Sustainability-minded designer Lisa Penney, who transforms plastic bottles and deadstock fabric into Hey Reflecto's face masks and high-vis cycling vests, saw a significant pandemic bump last year, generating half a million dollars in sales.
How the pandemic pushed Hey Reflect’o to shine even brighter
For a long time, fashion designer Lisa Penney didn’t consider her business to be totally ethical. This is despite her choice to use disused recycled material for her reflective bag covers and cycling vests and spending extra money to secure ethical labour overseas.
“The only one who the business was not ethical for was me,” says Lisa, who founded Hey Reflect’o seven years ago. “Because I was the one doing 16-hour days, being paid two bucks an hour because I’m literally trying to make it work. It’s hard.”
Speaking with the designer inside her studio within The Mill, we notice her hands are covered in ink – an indicator of a hard day’s work. She tells us her most recent outgoing shipment of products garnered $8000 in sales. “I’m a bit of a survivor,” she says, “and I make it work.”
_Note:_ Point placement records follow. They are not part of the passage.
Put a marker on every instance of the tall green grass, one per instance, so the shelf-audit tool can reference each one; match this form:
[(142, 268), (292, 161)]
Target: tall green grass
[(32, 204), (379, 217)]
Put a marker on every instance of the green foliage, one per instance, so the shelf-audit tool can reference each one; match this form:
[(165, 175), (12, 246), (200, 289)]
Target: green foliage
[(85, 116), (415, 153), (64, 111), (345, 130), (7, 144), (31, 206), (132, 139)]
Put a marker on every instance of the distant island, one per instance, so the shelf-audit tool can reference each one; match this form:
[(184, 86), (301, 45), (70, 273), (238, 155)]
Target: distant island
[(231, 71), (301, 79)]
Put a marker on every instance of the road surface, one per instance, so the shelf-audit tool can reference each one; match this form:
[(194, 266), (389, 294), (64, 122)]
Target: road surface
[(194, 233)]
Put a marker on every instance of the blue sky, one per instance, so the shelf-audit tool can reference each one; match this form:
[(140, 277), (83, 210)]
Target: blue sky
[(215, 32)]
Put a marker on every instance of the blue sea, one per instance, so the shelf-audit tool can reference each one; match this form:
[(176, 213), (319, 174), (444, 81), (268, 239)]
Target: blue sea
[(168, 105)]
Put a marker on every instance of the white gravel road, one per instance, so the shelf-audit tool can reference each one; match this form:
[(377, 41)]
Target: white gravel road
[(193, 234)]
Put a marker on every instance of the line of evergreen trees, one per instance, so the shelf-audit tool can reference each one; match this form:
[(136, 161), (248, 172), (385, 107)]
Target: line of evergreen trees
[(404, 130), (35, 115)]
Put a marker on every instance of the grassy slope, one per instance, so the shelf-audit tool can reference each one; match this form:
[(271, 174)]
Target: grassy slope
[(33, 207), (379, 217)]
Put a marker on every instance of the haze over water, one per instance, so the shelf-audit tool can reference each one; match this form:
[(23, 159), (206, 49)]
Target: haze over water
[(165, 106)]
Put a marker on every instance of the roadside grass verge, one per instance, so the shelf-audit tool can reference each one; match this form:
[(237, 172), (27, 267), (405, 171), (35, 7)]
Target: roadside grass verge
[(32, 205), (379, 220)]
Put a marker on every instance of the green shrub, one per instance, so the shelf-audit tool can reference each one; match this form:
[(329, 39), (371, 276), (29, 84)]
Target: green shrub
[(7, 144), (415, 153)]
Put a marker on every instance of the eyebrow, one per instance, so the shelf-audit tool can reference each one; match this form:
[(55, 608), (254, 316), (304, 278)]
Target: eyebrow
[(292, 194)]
Lately, Lisa has been working up to 15 hours a day to meet the demand. Her tale of the labour of small business juxtaposes against the prim and proper ensemble she’s donned for us today: a ruffled beige cotton jumper paired with light pink linen pants.
Like any good businessperson, Lisa is a walking advertisement for her own products. Her outfit is punctuated by a Hey Reflect’o burnt orange reflective high-vis cycling vest and face mask.
Lisa’s unshakable love for her brand is what keeps her coming back to the studio. “I’m obsessed with my products; I think it’s a good idea,” she says. “And now it works.”
Prior to COVID-19, Lisa wasn’t working these manic hours. She would’ve been lucky to receive 10 orders from a mail-out, rather than her latest 60. Her belief in her brand sustained her through these quieter periods, too.
Tuesday, March 23, 2020 was when things changed for Lisa and Hey Relect’o.
“There was a day when the face masks came into effect,” she says. “I was selling them on my own, and then immediately had to pay a team to help me.”
When South Australia was plunged into a snap lockdown in November last year, the government announced face masks were mandatory when leaving the house for an essential service or essential item. This was South Australia’s Mad Mask Scramble.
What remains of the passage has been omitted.